FIGURE 9.

Reciprocal consequences of modifying α-syn and Rab3a expression levels. Synaptosomes from α-syn-deficient (KO), nontransgenic (Non-TG), overexpressing human wild-type or mutant α-syn (WT, A30P, and A53T) mice analyzed for total α-syn and Rab3a (A), and membrane-associated Rab3a (B). C, left panel shows relative Rab3a expression in SH-SY5Y cells that were either transfected with nontargeting siRNA (Cntrl) or four siRNA against Rab3a (KD). The right panel compares the Rab3a knockdown in individual experiments to α-syn expression. Total lysates from cells transfected with all four siRNAs were run on Western blots and probed for Rab3a, α-synuclein, and GAPDH (inset).
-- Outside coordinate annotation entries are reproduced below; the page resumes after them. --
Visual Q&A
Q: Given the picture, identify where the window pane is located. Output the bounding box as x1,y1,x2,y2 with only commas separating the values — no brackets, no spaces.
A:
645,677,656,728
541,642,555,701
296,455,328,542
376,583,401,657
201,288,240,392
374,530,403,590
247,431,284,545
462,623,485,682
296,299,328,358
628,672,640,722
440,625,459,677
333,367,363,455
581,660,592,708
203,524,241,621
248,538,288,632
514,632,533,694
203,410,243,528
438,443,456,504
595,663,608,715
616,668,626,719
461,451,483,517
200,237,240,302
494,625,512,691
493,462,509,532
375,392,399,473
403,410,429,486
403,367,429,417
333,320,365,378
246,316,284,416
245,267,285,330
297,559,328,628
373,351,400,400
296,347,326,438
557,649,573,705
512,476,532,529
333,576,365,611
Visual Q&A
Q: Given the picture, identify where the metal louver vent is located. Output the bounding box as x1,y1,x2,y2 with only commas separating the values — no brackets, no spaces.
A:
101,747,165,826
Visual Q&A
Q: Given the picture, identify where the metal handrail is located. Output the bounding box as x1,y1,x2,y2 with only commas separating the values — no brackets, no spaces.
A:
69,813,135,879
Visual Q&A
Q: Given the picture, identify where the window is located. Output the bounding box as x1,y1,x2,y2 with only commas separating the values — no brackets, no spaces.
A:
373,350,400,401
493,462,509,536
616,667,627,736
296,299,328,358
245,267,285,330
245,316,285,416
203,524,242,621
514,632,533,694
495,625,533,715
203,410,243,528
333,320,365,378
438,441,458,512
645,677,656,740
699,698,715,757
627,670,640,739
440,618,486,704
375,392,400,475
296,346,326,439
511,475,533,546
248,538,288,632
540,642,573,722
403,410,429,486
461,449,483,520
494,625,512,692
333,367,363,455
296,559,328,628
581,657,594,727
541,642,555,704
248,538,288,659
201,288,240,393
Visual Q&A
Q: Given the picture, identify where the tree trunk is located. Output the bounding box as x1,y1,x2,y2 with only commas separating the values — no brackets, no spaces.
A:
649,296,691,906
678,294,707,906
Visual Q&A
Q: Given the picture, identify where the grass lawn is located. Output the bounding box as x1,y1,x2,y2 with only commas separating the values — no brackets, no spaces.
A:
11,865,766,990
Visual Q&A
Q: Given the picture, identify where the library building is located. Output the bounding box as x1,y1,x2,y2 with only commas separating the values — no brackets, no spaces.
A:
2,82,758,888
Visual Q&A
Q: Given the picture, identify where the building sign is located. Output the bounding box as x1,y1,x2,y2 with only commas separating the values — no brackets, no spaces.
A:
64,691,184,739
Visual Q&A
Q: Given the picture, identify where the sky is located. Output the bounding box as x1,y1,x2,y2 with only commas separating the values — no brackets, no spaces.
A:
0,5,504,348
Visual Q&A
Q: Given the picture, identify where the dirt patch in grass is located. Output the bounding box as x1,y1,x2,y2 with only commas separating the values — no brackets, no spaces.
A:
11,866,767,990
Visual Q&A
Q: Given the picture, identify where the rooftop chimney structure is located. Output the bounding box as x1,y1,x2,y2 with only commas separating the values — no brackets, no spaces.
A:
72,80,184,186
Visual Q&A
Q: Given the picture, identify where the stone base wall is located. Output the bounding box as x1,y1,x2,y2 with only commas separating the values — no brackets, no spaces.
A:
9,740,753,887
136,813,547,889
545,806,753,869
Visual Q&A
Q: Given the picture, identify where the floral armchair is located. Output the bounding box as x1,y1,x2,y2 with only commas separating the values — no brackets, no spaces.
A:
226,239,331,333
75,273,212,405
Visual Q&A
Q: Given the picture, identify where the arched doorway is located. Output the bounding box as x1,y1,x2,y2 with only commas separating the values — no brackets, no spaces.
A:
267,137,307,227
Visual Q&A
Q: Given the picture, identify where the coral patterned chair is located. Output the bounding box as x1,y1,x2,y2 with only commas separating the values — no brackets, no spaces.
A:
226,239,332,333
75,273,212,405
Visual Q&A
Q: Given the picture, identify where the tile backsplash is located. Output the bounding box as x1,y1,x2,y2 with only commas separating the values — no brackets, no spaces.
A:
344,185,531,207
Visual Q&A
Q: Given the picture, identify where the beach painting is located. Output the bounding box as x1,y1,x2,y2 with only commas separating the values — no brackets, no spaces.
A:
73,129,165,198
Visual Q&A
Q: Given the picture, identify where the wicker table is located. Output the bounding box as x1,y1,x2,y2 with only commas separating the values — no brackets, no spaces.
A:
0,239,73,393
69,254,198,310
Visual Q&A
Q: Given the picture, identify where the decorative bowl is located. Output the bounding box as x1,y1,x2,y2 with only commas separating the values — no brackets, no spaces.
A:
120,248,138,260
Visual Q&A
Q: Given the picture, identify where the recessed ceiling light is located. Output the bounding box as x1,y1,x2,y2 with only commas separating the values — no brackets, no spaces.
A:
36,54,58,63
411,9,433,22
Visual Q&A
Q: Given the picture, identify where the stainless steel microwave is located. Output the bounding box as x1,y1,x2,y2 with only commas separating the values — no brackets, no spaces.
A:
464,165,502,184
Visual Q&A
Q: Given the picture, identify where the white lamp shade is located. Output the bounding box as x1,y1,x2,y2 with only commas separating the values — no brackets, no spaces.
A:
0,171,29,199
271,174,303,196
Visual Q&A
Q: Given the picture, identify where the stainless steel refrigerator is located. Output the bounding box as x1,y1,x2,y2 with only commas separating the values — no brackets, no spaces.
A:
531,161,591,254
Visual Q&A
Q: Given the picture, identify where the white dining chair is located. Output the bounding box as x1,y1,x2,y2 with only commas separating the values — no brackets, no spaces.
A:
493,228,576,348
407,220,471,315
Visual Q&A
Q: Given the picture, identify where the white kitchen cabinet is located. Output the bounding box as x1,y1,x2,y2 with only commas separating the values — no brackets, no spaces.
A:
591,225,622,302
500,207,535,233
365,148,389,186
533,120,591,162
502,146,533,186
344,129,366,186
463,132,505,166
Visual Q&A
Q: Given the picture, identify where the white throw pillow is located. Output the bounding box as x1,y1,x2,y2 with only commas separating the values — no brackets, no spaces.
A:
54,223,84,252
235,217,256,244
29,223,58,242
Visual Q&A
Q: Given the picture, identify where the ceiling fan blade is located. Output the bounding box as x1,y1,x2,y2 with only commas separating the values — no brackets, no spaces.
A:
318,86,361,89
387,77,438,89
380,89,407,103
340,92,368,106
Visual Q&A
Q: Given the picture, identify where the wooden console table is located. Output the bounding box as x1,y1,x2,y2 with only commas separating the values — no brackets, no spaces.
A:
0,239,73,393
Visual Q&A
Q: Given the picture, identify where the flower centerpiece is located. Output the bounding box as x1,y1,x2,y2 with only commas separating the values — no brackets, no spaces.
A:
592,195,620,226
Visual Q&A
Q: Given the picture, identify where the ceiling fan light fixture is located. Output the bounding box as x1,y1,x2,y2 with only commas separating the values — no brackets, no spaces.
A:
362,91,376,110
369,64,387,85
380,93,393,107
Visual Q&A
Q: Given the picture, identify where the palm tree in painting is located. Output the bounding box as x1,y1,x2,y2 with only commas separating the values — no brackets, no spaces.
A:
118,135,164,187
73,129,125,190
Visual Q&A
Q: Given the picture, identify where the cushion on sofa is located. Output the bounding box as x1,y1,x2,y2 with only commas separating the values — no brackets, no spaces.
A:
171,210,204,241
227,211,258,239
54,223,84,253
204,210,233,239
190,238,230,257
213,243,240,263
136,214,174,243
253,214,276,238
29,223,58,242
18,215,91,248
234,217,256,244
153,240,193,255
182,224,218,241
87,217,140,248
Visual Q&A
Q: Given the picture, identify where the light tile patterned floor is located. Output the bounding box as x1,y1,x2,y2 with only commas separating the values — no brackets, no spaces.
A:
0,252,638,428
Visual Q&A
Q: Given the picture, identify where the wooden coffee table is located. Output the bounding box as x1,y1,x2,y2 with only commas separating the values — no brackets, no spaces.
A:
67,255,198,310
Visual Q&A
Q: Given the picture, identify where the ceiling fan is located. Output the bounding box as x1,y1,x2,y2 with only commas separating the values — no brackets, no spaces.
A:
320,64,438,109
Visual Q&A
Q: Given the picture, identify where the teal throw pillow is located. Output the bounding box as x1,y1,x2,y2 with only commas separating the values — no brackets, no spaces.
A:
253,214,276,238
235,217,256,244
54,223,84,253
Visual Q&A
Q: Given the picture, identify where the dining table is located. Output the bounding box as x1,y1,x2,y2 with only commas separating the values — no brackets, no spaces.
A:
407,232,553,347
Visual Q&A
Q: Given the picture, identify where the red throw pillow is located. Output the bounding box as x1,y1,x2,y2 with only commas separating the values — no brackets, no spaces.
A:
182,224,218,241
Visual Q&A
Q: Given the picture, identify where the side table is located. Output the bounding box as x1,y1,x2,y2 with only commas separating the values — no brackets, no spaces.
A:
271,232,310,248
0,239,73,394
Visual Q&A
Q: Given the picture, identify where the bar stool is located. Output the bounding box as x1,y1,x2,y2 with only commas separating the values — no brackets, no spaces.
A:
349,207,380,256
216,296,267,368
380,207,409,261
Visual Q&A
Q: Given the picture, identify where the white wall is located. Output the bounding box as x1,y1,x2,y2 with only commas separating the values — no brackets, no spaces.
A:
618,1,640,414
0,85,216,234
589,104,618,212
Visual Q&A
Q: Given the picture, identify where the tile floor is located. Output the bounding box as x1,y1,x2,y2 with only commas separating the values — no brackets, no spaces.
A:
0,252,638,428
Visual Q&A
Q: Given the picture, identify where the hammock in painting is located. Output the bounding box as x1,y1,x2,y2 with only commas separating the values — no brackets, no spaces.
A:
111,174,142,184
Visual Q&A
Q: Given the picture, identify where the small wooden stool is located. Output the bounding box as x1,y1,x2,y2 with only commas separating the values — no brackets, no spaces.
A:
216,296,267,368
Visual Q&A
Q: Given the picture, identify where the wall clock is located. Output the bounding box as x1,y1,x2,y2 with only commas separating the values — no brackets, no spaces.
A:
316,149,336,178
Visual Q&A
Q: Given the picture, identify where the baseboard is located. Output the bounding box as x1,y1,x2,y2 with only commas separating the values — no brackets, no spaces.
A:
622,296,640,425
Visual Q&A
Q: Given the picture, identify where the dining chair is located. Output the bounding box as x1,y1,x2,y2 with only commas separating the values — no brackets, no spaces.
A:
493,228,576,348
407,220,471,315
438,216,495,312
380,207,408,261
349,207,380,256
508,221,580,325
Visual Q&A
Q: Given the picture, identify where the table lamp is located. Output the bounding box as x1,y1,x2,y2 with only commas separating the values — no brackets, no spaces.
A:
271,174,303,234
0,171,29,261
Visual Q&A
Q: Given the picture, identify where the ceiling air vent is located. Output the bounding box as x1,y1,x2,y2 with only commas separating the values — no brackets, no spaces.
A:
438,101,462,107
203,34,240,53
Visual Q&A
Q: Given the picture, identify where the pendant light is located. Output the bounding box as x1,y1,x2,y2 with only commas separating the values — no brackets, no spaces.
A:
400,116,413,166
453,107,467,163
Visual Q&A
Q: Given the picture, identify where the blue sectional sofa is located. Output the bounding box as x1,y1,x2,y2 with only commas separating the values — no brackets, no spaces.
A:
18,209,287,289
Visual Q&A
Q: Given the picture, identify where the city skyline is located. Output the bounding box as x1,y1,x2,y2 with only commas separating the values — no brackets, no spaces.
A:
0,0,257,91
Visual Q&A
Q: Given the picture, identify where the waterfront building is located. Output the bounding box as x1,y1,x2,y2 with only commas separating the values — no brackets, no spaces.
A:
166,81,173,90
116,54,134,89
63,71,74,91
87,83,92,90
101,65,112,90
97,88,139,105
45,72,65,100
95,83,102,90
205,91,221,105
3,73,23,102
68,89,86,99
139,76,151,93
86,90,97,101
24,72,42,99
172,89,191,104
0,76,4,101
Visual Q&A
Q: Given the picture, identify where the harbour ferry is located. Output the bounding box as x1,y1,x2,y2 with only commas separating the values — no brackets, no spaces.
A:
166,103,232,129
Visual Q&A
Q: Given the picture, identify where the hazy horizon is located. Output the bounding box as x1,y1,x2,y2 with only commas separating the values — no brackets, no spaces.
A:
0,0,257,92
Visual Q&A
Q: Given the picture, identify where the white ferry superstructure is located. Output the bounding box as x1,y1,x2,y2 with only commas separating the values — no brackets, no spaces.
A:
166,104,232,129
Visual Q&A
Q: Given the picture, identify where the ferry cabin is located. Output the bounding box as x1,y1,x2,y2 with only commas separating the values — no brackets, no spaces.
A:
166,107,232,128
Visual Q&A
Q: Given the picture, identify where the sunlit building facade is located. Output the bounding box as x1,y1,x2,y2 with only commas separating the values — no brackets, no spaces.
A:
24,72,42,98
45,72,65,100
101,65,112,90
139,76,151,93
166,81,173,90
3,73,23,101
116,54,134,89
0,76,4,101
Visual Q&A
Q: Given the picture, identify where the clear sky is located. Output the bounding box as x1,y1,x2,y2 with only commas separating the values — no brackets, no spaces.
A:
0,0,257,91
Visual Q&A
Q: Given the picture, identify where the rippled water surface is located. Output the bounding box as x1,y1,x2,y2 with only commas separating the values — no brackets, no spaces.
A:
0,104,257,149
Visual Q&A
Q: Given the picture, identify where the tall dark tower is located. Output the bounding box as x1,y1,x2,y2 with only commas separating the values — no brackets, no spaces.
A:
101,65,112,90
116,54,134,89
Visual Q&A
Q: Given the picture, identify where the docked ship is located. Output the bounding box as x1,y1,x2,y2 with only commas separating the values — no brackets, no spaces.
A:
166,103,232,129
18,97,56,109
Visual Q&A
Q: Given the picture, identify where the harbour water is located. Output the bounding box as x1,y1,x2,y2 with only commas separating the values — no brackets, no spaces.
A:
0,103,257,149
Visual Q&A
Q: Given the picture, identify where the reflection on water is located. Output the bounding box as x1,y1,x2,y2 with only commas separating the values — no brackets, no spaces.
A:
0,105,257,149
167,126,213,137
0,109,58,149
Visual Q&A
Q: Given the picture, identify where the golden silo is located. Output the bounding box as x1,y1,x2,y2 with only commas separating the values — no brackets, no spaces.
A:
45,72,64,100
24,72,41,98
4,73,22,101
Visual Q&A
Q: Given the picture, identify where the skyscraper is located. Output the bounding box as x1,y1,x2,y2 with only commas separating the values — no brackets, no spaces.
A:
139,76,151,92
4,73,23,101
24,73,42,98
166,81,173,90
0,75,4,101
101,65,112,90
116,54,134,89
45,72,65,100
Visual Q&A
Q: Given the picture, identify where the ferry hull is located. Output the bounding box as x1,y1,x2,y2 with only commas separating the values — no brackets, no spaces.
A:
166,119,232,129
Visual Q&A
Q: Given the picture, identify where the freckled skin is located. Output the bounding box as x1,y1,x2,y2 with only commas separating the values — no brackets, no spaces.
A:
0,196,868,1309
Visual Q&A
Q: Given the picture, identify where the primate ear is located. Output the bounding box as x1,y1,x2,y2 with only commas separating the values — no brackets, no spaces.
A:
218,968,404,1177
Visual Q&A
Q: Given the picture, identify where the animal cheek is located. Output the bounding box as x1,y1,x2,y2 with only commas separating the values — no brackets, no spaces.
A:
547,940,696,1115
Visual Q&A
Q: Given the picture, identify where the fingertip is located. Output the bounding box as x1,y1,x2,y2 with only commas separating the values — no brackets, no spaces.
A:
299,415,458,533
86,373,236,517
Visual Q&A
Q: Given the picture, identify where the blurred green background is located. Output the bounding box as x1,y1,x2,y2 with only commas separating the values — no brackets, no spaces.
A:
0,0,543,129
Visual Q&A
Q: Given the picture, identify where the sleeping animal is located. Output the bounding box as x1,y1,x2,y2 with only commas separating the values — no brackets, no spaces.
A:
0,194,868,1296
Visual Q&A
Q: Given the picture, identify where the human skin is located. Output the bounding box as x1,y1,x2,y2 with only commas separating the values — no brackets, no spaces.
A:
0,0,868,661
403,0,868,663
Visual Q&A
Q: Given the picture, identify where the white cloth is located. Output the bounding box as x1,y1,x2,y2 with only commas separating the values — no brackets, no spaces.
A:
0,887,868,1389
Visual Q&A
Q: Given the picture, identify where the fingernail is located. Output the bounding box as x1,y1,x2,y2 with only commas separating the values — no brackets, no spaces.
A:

Quantified α-syn expression levels in cells transfected with siRNA against Rab3a, relative to the levels in the nontargeting siRNA-transfected cells, were plotted against the level of Rab3a knockdown (all normalized to GAPDH signal). An inverse correlation between α-synuclein and Rab3a protein levels at rest can be seen using a least squares linear regression model (r² = 0.5609). D, distribution of α-syn in membrane (Membr) and cytosolic (Soluble) fractions following 10 min of stimulation with 55 mm potassium of SH-SY5Y cells transfected with control (Scrambled) or four Rab3a siRNA. Bars represent mean ± S.E. from four independent experiments.